Les cryptoactifs peuvent faire paraître une question successorale comme une question technique, mais une succession commence par l’autorité et les éléments de preuve. Après le décès d’une personne, un exécuteur peut devoir déterminer si un élément lié à des cryptoactifs appartient à la succession, quels dossiers étayent cette conclusion et quel document juridique définit le rôle de la personne représentante. Ainsi comprise, la succession des cryptoactifs n’est pas un raccourci vers un actif numérique. C’est un cadre qui sépare la désignation, l’appartenance, les dossiers et le mode de conservation avant toute conclusion.
L’autorité successorale commence dans le dossier de succession
Le terme exécuteur désigne souvent une personne nommée dans un testament, tandis que le pouvoir d’agir peut dépendre d’une procédure judiciaire ultérieure ou d’une autre procédure successorale reconnue par le droit. Dans certains lieux, le document judiciaire de désignation porte un nom équivalent à des lettres testamentaires ou d’administration ; ailleurs, un grant ou un autre acte remplit une fonction comparable. La question de savoir comment les exécuteurs obtiennent accès aux cryptoactifs peut donc masquer la première question : qui est actuellement habilité à représenter la succession, et au titre de quel document.
Un document d’autorité identifie généralement la personne représentante, la succession ou la personne décédée concernée, ainsi que les limites juridiques de ce rôle. Son effet peut être limité par le testament, une ordonnance judiciaire, un acte de fiducie, le droit local ou une condition figurant au dossier. Il ne décide pas à lui seul si un élément numérique précis existe, s’il appartient à la succession ou si une restriction juridique distincte s’applique. Ces questions restent différentes même lorsque la même personne figure dans plusieurs documents.

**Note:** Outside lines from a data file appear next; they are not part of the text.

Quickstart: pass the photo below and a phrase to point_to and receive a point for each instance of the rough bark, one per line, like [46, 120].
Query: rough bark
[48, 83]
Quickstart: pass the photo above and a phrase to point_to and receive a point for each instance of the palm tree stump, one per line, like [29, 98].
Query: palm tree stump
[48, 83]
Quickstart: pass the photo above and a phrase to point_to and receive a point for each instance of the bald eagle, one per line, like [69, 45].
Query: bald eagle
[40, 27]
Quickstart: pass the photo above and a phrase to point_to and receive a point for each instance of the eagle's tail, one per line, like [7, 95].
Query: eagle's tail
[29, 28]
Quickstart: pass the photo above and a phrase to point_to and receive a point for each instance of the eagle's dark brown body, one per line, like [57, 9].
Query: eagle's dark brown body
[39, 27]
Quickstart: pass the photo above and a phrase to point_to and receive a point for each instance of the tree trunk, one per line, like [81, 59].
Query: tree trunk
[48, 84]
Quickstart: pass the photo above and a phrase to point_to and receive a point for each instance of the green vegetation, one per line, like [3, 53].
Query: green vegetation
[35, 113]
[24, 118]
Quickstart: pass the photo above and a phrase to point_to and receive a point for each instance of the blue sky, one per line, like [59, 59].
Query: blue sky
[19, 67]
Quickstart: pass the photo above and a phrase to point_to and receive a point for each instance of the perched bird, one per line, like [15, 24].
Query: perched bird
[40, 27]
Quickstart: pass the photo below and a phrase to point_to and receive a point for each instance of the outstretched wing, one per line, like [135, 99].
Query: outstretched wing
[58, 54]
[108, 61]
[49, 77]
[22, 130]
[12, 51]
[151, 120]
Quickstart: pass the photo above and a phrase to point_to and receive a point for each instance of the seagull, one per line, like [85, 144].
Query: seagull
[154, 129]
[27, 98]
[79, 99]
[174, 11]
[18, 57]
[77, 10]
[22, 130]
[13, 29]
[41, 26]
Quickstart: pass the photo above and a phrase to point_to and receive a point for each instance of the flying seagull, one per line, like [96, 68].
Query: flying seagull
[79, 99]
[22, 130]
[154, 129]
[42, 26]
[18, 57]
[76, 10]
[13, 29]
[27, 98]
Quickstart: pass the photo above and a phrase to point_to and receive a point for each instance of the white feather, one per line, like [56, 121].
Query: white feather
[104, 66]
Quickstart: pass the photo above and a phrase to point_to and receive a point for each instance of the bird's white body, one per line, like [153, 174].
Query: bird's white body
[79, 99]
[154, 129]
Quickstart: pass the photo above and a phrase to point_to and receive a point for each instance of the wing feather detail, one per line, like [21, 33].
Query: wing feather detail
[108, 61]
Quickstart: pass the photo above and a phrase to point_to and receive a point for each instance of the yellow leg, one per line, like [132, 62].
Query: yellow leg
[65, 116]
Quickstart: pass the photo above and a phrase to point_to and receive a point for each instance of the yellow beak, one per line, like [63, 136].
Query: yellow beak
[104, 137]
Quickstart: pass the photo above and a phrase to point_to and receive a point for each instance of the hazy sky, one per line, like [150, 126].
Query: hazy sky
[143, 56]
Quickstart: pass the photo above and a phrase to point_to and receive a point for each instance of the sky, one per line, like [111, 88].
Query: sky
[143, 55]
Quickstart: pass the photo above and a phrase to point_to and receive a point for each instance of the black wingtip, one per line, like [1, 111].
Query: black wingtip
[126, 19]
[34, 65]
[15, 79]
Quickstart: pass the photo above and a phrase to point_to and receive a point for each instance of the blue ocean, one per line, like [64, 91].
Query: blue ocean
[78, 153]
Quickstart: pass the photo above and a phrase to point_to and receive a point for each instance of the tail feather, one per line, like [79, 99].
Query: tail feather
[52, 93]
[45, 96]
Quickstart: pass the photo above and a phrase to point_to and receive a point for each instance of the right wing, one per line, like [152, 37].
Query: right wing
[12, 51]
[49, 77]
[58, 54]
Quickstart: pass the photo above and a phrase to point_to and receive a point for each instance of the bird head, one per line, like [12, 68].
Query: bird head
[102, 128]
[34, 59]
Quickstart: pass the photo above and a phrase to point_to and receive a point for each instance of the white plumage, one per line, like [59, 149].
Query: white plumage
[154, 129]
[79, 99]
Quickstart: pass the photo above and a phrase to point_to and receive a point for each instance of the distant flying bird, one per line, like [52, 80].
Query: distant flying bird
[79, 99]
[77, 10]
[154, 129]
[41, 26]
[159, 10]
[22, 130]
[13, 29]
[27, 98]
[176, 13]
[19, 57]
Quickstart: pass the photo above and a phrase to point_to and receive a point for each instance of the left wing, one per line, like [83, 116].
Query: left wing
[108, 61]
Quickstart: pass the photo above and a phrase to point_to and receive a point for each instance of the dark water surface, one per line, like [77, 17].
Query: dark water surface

L’identification précède la qualification
Une succession ne peut analyser un élément lié à des cryptoactifs que s’il existe une base pour l’identifier. Les éléments pertinents peuvent inclure des dossiers indiquant une appartenance, de la correspondance successorale, des documents comptables, des enregistrements relatifs à des appareils ou des actes distinguant les biens personnels des biens liés à une entreprise ou à une fiducie. La mention dans un document peut être incomplète, ancienne ou attribuable à une autre personne. L’identification, au sens juridique, consiste à réunir des éléments de preuve et non à présumer la disponibilité d’un actif ou son appartenance à la succession.
La qualification pose une série de questions différente. L’élément est-il un actif de la personne décédée, un bien détenu pour une autre personne, un bien de fiducie ou quelque chose qui se trouve hors de la succession en vertu du droit applicable ? La réponse peut influer sur les personnes qui participent à l’analyse, mais elle ne peut être déduite d’une seule étiquette telle que cryptoactif, outil numérique de conservation ou compte. Un dossier rigoureux sépare les faits qui suggèrent un lien possible des faits qui établissent un intérêt juridique et des documents qui définissent l’autorité de la personne représentante.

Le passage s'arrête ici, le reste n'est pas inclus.